There are roughly 1.4 million cubic metres of fluid tailings and more than 390 million cubic metres of water in ponds in the oil sands region.Todd Korol/Reuters
A group tasked with recommending ways to clean up Alberta’s massive oil sands tailings ponds says the government should hasten the development of both new treatment technologies and standards for releasing treated mine water.
In its recommendations, released Friday, the Oil Sands Mine Water Steering Committee also called for more community involvement in monitoring programs to improve their transparency and speed.
Alberta established the committee in 2024 to come up with options to better manage the water in oil sands tailings ponds in the province’s north. The group includes representatives from Indigenous and local communities, industry and academic experts.
Alberta to invest $50-million to help develop oil sands water, tailings technologies
The government said Friday it accepted all four of the committee’s latest recommendations and will work with the Alberta Energy Regulator to evaluate them. The province then intends to implement “a safe and reasonable plan that is supported by science and protects communities in the region and downstream.”
Pierre Gratton, chief executive of the Mining Association of Canada, welcomed the new measures, saying in a statement they would “provide the framework and certainty needed by industry” to reclaim oil sands mines.

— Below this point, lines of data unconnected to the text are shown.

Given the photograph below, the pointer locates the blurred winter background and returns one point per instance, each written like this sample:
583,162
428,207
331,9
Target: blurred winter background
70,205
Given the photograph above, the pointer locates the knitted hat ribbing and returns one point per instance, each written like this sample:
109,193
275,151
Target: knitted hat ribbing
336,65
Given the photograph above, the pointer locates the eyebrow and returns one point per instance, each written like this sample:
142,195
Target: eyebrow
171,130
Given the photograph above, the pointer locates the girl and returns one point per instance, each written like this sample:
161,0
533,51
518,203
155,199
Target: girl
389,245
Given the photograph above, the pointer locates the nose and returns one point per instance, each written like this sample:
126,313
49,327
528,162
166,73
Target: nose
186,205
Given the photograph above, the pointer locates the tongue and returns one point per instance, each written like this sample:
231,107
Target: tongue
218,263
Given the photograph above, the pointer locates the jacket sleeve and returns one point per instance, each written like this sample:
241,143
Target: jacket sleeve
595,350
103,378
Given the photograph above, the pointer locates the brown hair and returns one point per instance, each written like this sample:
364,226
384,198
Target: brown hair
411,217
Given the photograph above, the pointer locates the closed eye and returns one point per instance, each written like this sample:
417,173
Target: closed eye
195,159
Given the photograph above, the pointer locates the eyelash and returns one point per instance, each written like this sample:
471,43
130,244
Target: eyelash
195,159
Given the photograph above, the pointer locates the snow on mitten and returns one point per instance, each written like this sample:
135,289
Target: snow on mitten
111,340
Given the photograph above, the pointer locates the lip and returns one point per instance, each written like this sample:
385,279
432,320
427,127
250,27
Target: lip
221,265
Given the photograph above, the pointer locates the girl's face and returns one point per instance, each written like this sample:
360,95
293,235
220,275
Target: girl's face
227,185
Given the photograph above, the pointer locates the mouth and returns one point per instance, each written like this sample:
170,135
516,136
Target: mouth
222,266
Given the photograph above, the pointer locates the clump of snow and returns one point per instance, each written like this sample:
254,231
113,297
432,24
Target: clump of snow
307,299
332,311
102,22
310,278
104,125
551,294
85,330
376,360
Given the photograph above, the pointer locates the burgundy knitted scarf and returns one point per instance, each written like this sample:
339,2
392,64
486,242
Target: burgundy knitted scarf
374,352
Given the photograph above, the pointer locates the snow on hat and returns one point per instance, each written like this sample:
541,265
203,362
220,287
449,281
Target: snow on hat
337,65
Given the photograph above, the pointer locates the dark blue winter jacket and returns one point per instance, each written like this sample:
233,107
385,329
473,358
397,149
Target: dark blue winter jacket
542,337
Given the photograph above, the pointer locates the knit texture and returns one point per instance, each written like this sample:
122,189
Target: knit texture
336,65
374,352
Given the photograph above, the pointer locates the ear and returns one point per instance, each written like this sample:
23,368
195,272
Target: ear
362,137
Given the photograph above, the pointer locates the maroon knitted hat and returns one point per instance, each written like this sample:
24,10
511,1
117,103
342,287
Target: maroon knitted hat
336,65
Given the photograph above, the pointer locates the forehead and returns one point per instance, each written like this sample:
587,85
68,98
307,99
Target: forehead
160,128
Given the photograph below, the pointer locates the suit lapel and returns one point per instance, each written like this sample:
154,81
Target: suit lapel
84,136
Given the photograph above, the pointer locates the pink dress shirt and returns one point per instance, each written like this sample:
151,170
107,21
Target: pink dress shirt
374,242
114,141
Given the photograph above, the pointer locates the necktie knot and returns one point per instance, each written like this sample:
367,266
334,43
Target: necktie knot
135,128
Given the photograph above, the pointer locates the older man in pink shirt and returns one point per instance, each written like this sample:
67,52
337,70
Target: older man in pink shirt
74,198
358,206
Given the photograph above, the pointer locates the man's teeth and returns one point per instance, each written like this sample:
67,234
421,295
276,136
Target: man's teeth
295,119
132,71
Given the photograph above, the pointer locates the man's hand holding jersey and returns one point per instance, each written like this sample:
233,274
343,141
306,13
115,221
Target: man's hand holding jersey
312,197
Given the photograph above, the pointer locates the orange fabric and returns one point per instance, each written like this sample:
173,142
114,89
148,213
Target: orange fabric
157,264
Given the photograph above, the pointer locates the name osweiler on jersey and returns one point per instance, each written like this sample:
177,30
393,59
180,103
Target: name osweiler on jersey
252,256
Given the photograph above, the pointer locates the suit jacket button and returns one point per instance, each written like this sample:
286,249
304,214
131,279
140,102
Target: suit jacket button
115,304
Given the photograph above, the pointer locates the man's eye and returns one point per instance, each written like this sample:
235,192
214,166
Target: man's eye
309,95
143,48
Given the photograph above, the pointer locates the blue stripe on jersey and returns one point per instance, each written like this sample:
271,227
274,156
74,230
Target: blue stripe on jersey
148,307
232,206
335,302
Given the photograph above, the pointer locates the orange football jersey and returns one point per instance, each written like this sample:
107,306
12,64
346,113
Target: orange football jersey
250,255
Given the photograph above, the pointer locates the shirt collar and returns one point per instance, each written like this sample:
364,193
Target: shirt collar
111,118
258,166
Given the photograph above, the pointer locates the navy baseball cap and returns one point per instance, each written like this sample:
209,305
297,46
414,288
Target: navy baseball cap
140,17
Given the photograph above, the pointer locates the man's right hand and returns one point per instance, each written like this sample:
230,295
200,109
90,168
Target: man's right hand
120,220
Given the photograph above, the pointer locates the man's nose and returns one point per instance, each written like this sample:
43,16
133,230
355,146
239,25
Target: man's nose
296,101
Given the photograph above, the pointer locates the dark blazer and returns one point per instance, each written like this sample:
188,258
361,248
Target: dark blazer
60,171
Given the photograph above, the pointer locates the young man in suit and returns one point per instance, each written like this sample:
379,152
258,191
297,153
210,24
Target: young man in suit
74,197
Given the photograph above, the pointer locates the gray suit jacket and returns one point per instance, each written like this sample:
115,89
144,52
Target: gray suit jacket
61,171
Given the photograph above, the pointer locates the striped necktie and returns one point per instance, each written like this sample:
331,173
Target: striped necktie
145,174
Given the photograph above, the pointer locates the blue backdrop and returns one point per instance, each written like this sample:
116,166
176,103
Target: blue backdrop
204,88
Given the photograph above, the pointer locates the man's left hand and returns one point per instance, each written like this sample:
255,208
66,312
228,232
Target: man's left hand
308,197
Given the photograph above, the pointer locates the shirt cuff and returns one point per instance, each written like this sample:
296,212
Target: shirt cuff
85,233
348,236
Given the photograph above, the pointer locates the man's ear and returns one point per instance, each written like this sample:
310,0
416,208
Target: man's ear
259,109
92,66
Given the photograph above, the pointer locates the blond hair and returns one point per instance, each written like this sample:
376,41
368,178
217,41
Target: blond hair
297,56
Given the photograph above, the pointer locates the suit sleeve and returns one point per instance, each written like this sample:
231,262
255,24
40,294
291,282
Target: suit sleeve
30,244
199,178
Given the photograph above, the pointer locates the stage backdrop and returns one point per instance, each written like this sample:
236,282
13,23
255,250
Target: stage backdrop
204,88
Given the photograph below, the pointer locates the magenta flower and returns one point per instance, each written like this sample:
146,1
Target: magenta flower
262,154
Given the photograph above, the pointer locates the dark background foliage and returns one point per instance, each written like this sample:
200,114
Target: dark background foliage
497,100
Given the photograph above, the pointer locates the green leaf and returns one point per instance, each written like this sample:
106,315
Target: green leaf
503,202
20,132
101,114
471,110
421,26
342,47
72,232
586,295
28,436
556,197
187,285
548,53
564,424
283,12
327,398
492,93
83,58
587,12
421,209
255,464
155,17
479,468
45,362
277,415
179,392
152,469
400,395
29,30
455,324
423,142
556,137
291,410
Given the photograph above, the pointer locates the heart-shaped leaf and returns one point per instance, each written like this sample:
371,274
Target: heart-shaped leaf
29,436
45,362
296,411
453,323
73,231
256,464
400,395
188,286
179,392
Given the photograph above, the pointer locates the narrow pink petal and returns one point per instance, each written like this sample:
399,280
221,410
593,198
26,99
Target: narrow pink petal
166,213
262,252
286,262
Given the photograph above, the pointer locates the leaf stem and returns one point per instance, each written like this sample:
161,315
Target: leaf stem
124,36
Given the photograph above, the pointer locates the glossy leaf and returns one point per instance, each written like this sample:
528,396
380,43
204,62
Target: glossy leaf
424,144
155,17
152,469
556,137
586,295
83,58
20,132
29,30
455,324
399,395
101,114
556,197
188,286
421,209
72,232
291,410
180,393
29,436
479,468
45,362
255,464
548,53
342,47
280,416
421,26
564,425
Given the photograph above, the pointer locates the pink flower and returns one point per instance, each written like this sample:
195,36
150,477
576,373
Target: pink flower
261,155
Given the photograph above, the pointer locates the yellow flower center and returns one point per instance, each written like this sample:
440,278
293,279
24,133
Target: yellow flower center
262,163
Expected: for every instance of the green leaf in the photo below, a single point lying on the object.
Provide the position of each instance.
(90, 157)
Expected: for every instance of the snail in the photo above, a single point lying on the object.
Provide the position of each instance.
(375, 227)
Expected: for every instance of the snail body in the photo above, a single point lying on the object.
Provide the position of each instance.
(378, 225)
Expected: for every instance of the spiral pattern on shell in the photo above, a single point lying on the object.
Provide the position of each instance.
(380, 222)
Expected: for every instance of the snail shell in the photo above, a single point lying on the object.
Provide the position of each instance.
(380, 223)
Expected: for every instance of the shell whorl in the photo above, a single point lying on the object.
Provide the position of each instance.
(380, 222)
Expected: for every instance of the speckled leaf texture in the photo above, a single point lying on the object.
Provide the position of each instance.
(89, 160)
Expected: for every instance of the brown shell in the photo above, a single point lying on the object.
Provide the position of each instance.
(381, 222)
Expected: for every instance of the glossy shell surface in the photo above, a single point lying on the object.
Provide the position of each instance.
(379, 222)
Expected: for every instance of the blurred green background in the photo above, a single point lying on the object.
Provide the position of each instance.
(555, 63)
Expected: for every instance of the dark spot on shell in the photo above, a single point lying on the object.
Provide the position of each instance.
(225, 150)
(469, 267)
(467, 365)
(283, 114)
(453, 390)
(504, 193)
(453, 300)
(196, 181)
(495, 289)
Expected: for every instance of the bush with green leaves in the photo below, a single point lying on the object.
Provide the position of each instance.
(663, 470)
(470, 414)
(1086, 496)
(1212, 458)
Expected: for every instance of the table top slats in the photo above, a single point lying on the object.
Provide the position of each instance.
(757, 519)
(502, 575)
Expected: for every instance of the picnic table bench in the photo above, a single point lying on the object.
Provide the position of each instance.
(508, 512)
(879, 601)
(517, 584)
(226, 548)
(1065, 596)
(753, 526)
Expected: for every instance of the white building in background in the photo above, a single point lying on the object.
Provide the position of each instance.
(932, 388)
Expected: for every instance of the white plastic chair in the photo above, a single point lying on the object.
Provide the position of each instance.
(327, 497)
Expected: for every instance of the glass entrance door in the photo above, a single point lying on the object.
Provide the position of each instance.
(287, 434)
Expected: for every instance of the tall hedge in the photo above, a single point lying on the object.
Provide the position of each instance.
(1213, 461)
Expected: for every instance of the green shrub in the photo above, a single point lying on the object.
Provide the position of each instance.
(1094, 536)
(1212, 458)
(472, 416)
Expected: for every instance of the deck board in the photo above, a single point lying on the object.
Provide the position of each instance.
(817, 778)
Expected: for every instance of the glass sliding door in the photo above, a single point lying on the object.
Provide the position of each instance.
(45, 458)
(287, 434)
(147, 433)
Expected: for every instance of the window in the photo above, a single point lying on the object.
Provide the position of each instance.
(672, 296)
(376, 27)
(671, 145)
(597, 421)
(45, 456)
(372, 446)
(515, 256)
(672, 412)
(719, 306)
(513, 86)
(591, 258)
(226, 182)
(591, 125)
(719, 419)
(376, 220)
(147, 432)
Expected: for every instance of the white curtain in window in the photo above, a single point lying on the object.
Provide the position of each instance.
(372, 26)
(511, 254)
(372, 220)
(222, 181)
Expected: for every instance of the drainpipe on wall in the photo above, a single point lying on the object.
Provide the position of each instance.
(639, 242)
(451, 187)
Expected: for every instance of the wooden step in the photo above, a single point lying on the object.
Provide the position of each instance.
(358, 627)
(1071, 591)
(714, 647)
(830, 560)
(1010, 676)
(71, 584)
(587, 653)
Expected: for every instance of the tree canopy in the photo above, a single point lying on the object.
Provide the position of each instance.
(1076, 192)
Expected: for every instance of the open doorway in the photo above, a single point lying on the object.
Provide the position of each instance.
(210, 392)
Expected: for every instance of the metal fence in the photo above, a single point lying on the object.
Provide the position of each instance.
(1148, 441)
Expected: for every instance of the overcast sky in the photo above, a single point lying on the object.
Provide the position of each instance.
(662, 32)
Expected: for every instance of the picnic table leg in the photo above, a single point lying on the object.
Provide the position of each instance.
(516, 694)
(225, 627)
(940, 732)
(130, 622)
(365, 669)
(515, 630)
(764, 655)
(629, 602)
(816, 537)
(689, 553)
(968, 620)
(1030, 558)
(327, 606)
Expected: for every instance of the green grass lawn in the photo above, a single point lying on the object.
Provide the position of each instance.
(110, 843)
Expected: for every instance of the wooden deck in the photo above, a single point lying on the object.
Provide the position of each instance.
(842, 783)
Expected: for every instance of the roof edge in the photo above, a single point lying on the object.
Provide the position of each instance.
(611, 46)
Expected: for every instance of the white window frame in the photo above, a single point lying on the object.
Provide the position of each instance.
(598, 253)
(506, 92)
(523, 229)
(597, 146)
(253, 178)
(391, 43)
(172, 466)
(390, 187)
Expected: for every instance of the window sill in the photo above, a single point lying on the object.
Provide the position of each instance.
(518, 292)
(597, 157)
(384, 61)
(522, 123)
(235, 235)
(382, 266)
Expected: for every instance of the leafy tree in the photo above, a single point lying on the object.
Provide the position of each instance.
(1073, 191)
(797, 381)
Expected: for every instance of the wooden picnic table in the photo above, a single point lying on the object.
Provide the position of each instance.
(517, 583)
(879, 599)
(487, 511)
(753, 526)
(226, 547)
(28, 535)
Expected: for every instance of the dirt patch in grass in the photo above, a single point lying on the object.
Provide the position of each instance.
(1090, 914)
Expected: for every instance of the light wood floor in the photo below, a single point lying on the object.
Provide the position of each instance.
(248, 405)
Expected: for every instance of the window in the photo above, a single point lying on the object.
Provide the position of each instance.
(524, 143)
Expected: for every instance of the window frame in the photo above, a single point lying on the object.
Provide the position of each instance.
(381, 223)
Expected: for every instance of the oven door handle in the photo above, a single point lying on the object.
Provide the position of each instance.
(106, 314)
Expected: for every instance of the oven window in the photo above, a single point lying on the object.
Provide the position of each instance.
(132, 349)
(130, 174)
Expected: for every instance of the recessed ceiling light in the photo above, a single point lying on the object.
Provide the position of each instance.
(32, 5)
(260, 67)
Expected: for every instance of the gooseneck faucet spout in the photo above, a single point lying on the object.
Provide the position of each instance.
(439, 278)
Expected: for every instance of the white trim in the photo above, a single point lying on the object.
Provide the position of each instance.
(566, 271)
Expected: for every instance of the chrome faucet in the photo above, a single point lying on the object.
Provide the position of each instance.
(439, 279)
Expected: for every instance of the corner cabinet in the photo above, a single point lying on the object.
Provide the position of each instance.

“We are hopeful that this will accelerate the development of federal regulations – which we requested almost 15 years ago – to be similarly advanced to allow the oil sands mining sectors to proceed with significant investments in reclamation and water treatment,” Mr. Gratton said.
Tailings are a by-product of the process used to extract bitumen from mined oil sands, and are a mixture of sand, clay, water, silt, residual bitumen and other hydrocarbons, salts and trace metals.
The issue of how to deal with them has bedevilled Alberta for years. There are roughly 1.4 million cubic metres of fluid tailings and more than 390 million cubic metres of water in ponds in the oil sands region.
Although some ponds have been reclaimed, the volume of tailings continues to grow, in part because any water captured on a site must be kept there – even if it’s snow melt or rain that hasn’t been used in the mining process.
Industry wants to be allowed to release treated water back into the Athabasca River watershed, but environmental groups and Indigenous communities downstream from the oil sands region are staunchly opposed to such a plan.
Remediating oil sands mines could cost $130-billion, according to a 2018 internal Alberta Energy Regulator memo, though in an official estimate the regulator puts the cost around $34-billion.
The committee’s first set of recommendations was released on June 12.
It suggested segregating water that had not been affected by mining and developing clear standards for that water’s safe release, encouraging more water-sharing between mine sites, and developing a standard system for measuring naphthenic acids, which are naturally occurring organics sourced from oil sands bitumen.
The committee also recommended that the government work with the oil sands industry, technology providers and researchers to develop and conduct pilots on promising oil sands mine water treatment technologies.
Alberta has since earmarked $50-million to boost technologies that can help reduce and manage tailings ponds. Cash for the program will come from the province’s carbon price on large emitters, and will be managed by Emissions Reduction Alberta.
Multiple cases of spills and leaks from tailings ponds have been reported by oil companies in recent years.
At Imperial Oil Ltd.’s Kearl site, a long-running leak has resulted in an unknown volume of tailings leeching into the environment. A drainage storage pond at the site also overflowed, spilling roughly 5.3 million litres of industrial waste water laced with pollutants into the environment.
In April, 2023, almost six million litres of water with more than twice the legal limit of suspended solids was released from a pond at Suncor’s Fort Hills oil sands project into the Athabasca River watershed.